When luncheon was over, Moritz took Mollie to the housekeeper's room and introduced her to Mrs. Wharton. Gwen accompanied them; and then they went back to the picture-gallery, and Mollie and Waveney feasted their eyes on the pictures and sculpture. It was pretty to see the girls when they recognised poor old "King Canute." Mollie actually kissed the canvas. "You dear old thing!" she said, apostrophising it. Wretched daub as it was, crude in colouring and defective in execution, Moritz proudly termed it the gem of the gallery.
"It helped me to win my Mollie," he said to Gwen, who was regarding it dubiously. "I painted many a worse picture when we were at the Tin Shanty, eh, Gwen?" And her assent to this was so emphatic that Moritz felt decidedly snubbed; but he rose to the occasion nobly.
"Mr. Ward has not quite worked out his subject," he went on; "but his idea is good, and I shall always venerate it as the failure of a brave man. 'A gallery of failures.' Would that not be a happy thought, Althea? Suppose you and I start a hospital, refuge, or whatever you like to call it, for diseased works of art? We would buy them cheaply, at half-price, and the poor things should live out their time." And here Moritz looked round the company for approval.

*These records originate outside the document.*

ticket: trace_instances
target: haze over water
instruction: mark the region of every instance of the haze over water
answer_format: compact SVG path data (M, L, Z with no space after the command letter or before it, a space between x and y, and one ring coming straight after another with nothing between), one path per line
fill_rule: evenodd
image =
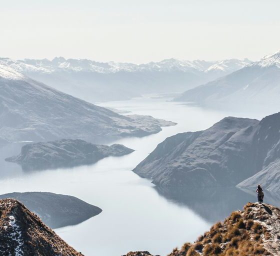
M5 162L0 194L50 192L74 196L102 208L103 212L98 216L56 230L86 256L120 256L136 250L164 256L176 246L194 241L224 213L230 214L228 208L217 209L216 202L208 202L208 207L212 206L216 211L210 212L211 216L208 216L209 208L204 208L206 204L180 202L179 198L172 196L167 199L157 192L150 180L140 178L131 170L168 136L207 128L226 116L260 119L271 113L214 111L166 100L146 96L100 104L131 112L128 114L150 115L178 123L163 128L157 134L114 142L135 150L132 154L107 158L91 166L30 172L23 172L16 164ZM18 154L20 146L17 144L0 148L1 164L4 163L4 157ZM242 198L236 198L238 202L234 204L230 201L228 207L230 204L234 204L233 208L240 204L242 207L247 202L246 200L242 202Z

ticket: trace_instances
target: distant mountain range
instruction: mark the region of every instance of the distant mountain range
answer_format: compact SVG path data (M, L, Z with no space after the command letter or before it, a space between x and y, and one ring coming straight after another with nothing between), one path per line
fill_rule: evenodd
M80 138L109 141L158 132L172 122L122 116L0 65L0 142Z
M133 170L162 186L254 188L280 192L280 112L262 120L226 118L167 138Z
M280 51L188 90L175 100L234 108L280 106ZM276 111L276 110L274 110Z
M54 88L94 102L150 93L182 92L251 63L248 59L188 61L174 58L136 64L90 60L0 58L0 64Z

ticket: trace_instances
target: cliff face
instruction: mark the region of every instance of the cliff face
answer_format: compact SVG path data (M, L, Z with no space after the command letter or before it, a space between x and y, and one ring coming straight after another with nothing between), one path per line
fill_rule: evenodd
M249 202L168 256L280 255L280 209ZM127 256L138 256L138 252ZM146 255L150 255L145 252ZM148 252L148 253L147 253Z
M279 130L280 113L261 121L226 118L205 130L166 138L133 170L161 186L255 187L260 183L278 192Z
M0 200L0 254L80 256L22 204Z

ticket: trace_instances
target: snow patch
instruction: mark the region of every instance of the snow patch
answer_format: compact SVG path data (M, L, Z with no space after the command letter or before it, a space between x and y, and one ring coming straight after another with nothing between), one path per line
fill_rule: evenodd
M22 246L24 244L22 238L22 232L20 230L20 226L16 224L16 218L11 215L9 216L8 225L12 228L13 232L10 232L8 235L10 238L16 241L17 244L16 247L14 249L15 256L22 256L24 252Z

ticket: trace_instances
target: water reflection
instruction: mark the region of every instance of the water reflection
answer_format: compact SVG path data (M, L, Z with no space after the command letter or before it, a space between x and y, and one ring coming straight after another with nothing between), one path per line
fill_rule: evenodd
M248 202L257 201L254 190L238 188L175 188L154 187L158 194L180 205L188 206L206 221L224 220L232 211L242 210ZM264 202L280 206L280 196L265 191Z

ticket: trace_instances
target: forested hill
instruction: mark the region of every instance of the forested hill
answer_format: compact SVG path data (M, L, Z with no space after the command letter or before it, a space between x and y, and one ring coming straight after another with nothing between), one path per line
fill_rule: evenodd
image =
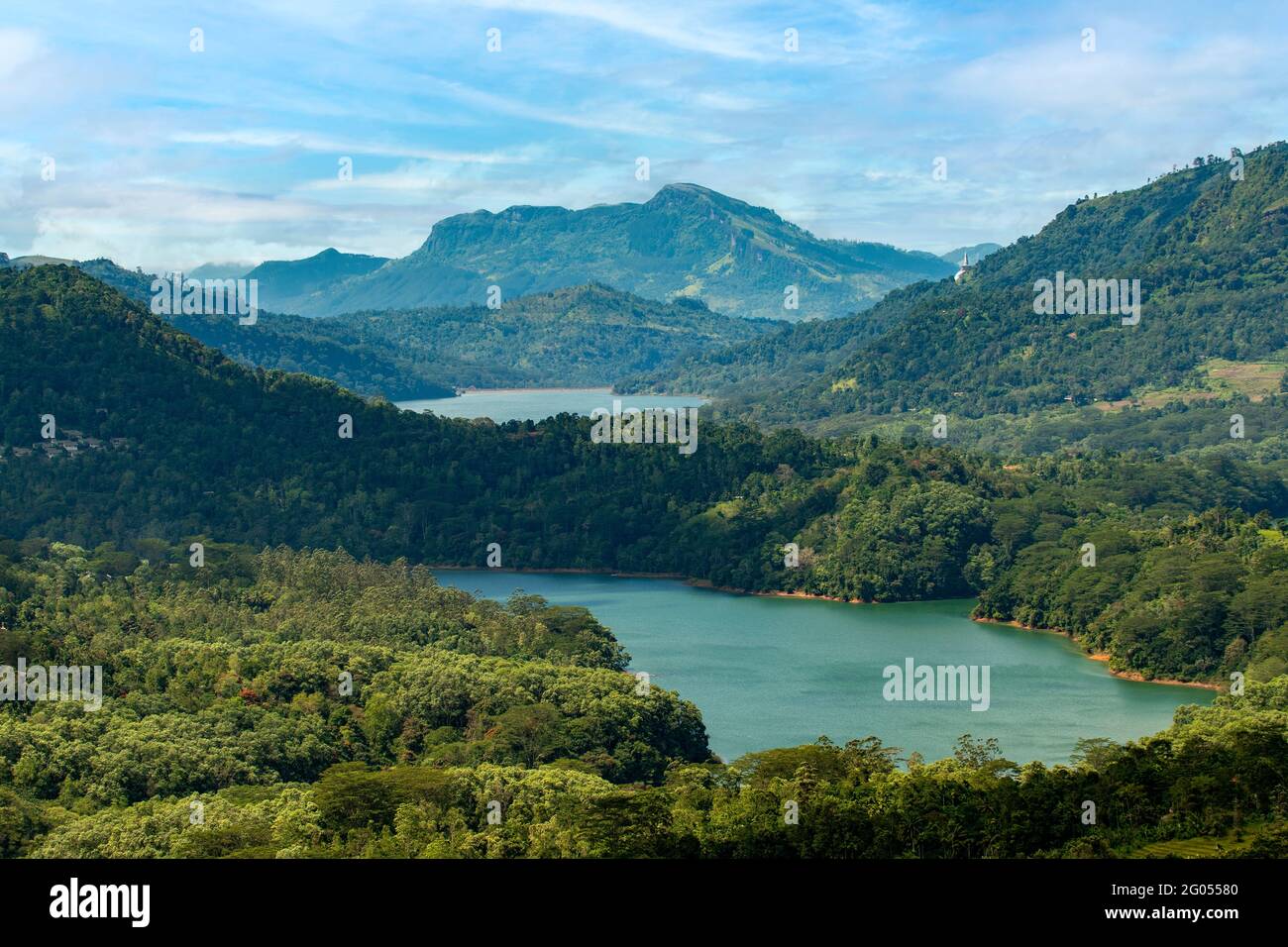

"How about the survival of the fittest?" asked his sister, scornfully.
"Oh, that will be all right," he returned, easily. "Besides, we should have no very fit specimens, in a gallery of failures. They would be in all stages of disease. But just think, my dear, what an encouragement it would be to the artists! 'If my failure is remunerative,' the poor beggars would say to themselves, 'I must just try again, and do better next time.'"
"You are very absurd, Moritz." But Gwen looked decidedly amused. And Mollie, privately, thought it a clever idea.
When they had finished inspecting all the treasures in the gallery, Gwen summoned them to tea. The tea-table was in the prettiest of the alcoves, which was large enough to hold seven or eight people.
After this they went down to the gardens, and through a small fir-wood, to the Silent Pool. Here the carriage was to meet them.
Mollie and Waveney were enchanted with the Silent Pool. The still, green pool, surrounded by the dark firs, the beauty, the stillness, and the solemnity of the spot, inspired them with awe. To Althea it was a favourite and well-remembered place. She had visited it more than once, in the old viscount's time. For it had never been closed to the public. That still pool, with its dark, hidden depths, reminded her of her own life, with its calm surface, and troubled under-current. "There are so many lives like that," she thought, as she looked back at the solemn scene. And then she followed the others, down the winding path, to the little inn, which was known as the Brentwood Arms. Here Gwendoline bade them an affectionate farewell. And then they drove off to the station.
"It has been the most wonderful day that I have ever spent in my life!" exclaimed Molly, a little breathlessly.